Quanto alla missione politica attuata attraverso il processo di Dakar, a dar credito alle urla di Hissene Habré all’apertura del processo (“Abbasso l’imperialismo! Abbasso i traditori! Allahu Akbar!”) ed alle accuse mosse ai giudici, egli sarebbe semplicemente il capo espiatorio di tutti i misfatti compiuti nel continente africano fino alla decade passata. Egli in sostanza pagherebbe per tutti, pur essendo stato sostenuto, nel corso degli otto anni passati da Presidente del Ciad, sia dalla Francia che dagli Stati Uniti d’America, che vedevano in lui un baluardo contro l’espansionismo della Libia di Gheddafi verso il Centro-Africa.
In questo senso, la condotta processuale di Hissene Habré ricalca quella di altri ex Presidenti o politici tratti alla sbarra di corti internazionali. Limitandosi all’ICTY, si possono ricordare i casi di Slobodan Milošević, che ha preteso di portare il processo su un livello politico anziché giudiziario, ovvero quello di Vojislav Šešelj, che durante l’intero processo ha sistematicamente insultato la corte e l’ufficio del Procuratore internazionale (leggi qui)
Ma come detto, vi è anche un altro piano interpretativo: Hissene Habré sarebbe vittima di un ‘esperimento giudiziale’.
Il processo contro l’ex dittatore ciadiano sarebbe il primo tentativo di sottrarre l’Africa alla giurisdizione della Corte Penale Internazionale.
È nota infatti (il tema è stato affrontato anche su queste pagine
http://www.questionegiustizia.it/articolo/la-corte-penale-internazionale-e-la-questione-africana-_05-11-2013.php) la crescente diffidenza dei Paesi africani nei confronti della giurisdizione penale internazionale, accusata di indagare e processare solamente ‘casi africani’.
Il processo Habré aprirebbe la strada alla giurisdizione domestica africana, più volte evocata dall’Unione Africana che ha lanciato in progetto per questo. Il processo di regionalizzazione della giustizia penale internazionale necessiterebbe di test-cases con i quali dimostrare la maturità del Continente e dei suoi giuristi, oramai in grado di amministrare efficacemente la giustizia di livello sovranazionale.
Se così fosse, l’eventuale fallimento del processo per l’incapacità dei giudici di ‘contenere’ l’imputato e di amministrare giustizia in un caso sotto i riflettori dei media internazionali (con esclusione dell’Italia…) potrebbe rivelarsi un boomerang.

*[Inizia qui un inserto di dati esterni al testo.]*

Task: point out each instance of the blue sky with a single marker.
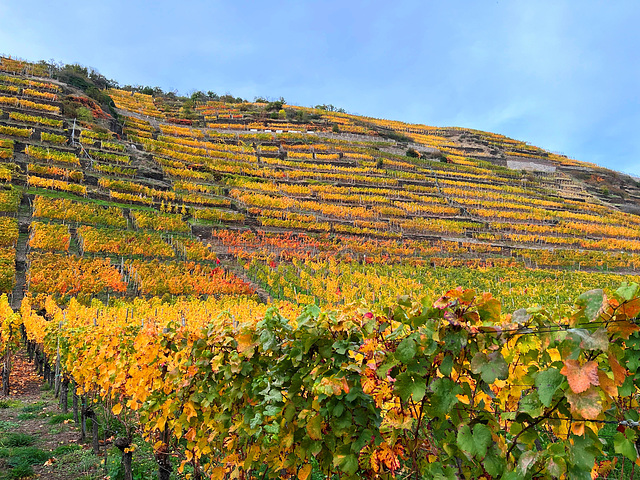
(562, 75)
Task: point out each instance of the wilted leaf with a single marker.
(406, 350)
(304, 472)
(607, 384)
(622, 327)
(627, 291)
(619, 372)
(580, 377)
(586, 404)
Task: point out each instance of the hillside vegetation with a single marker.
(262, 289)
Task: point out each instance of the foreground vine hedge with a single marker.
(453, 389)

Sull’ipotesi di una giustizia penale continentale africana, si possono ricordare le parole dell’attuale Presidente della Corte d’Appello di Dakar (Demba Kandji, già menzionato in questo articolo come il Procuratore che nel 2000 fu ‘allontanato’ dal caso), che in un recente convegno in Senegal ha ammesso che “se il Continente vuole avere un ruolo nella giustizia internazionale occore che riconosca la carenza di formazione dei giudici, degli avvocati … e che tenti di porvi rimedio preparandoli”.
In conclusione, nel processo in corso si intrecciano in sede giudiziaria, il passato ed il futuro del continente africano.